The Department also blunders badly when it comes to electoral matters. This is a matter that I wish to mention in some detail. Some honourable senators will recall the Department's earlier efforts in this regard in trying to justify the 13 single member electorate system, which was proposed by the Government. In the annual report the Department maintains that the amended proposal, which has never been put to this Senate or to any other parliamentary House, is similar to the West German system. The only similarity between the West German system and the system which has been proposed is that we have one of the groups of people elected at large and the other group elected on single individual electorates. The West German system goes to enormous pains to ensure that there is a fair distribution of the seats among parties in accordance with their vote. That is exactly what it is all about. It says: `We will elect all these people in single member electorates and then we will go through and top up so that the parties get what they really deserve'. The West German system is very effective in doing this and sometimes even produces more people being elected than were expected because of the distortions of any single member system. It does not give much choice to voters.

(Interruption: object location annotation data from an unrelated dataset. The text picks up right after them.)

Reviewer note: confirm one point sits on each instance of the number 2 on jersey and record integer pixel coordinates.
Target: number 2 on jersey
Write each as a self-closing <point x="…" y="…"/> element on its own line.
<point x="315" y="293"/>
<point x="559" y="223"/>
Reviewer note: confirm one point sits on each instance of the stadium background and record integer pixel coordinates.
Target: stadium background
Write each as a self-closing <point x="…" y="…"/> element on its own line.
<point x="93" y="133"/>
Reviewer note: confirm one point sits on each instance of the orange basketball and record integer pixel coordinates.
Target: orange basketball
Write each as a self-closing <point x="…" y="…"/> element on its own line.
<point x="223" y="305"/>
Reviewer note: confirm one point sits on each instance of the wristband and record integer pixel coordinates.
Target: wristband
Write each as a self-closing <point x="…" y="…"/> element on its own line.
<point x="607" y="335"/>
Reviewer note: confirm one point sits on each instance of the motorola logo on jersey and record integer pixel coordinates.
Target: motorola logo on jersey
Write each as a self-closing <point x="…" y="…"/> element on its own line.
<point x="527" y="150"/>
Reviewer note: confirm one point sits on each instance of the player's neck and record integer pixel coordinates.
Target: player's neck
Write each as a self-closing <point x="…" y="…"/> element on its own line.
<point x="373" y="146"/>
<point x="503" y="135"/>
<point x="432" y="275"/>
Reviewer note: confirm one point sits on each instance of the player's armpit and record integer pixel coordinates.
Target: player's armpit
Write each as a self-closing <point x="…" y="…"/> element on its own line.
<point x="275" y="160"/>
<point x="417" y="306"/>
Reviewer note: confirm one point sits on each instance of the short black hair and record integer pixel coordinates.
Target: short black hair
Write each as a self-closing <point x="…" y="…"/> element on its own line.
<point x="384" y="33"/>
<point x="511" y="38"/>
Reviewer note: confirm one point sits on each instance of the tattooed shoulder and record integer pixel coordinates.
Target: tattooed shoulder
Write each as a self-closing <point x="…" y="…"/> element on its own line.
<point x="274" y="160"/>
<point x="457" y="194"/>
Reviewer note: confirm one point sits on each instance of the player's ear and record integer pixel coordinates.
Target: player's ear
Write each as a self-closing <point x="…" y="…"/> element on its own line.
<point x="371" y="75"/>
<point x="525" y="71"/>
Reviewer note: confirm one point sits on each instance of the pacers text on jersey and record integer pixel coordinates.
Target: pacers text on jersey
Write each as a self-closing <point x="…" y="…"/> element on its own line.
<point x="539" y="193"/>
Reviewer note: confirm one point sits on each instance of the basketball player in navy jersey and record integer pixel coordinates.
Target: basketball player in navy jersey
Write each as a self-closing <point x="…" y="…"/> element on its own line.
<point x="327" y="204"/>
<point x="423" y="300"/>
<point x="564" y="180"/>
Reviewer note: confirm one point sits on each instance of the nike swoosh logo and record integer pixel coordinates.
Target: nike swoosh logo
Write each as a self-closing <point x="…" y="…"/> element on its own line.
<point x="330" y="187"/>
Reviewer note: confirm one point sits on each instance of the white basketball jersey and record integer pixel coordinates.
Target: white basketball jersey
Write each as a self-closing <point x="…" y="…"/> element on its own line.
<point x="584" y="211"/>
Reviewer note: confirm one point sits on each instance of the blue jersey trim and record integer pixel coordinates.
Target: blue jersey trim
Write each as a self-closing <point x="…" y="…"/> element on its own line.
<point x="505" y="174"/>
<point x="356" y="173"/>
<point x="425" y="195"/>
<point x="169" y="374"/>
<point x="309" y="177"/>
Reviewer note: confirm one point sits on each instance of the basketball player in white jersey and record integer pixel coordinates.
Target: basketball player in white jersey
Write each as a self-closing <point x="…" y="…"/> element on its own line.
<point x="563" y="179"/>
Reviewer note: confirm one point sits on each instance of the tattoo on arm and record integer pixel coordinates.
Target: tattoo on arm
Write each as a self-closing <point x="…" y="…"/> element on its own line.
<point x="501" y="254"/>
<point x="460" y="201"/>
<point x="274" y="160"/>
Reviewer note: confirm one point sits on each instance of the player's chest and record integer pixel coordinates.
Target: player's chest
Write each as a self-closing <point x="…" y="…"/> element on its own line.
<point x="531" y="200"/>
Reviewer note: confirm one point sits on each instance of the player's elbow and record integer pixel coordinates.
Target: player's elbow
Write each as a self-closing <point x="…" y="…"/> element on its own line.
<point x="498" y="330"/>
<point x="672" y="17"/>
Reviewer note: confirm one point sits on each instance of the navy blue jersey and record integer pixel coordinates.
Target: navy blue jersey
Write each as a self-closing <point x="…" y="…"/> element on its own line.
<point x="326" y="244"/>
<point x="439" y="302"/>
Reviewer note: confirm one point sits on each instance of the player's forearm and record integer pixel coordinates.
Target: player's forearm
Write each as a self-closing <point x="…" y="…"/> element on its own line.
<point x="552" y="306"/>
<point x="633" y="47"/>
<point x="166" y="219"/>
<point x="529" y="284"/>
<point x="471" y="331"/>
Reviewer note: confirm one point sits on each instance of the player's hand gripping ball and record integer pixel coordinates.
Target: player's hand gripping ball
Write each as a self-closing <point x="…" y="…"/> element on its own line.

In the system proposed by the Government we have the worst possible iniquities of both systems. The proportional representation part of the system-not on the very fair Hare-Clark model anyway-is completely swamped by single member electorates, which means that the Labor Party can control with less than 40 per cent of the vote. This is quite comparable to the iniquitous system which exists in Queensland, which was set up by the Labor Party and which is exploited by the current Queensland Government. It seems very strange that the Government should be worried about this and support a similar system in the Australian Capital Territory.

The ACTING DEPUTY PRESIDENT (Senator Colston) —Order! The honourable senator's time has expired.

Question resolved in the affirmative.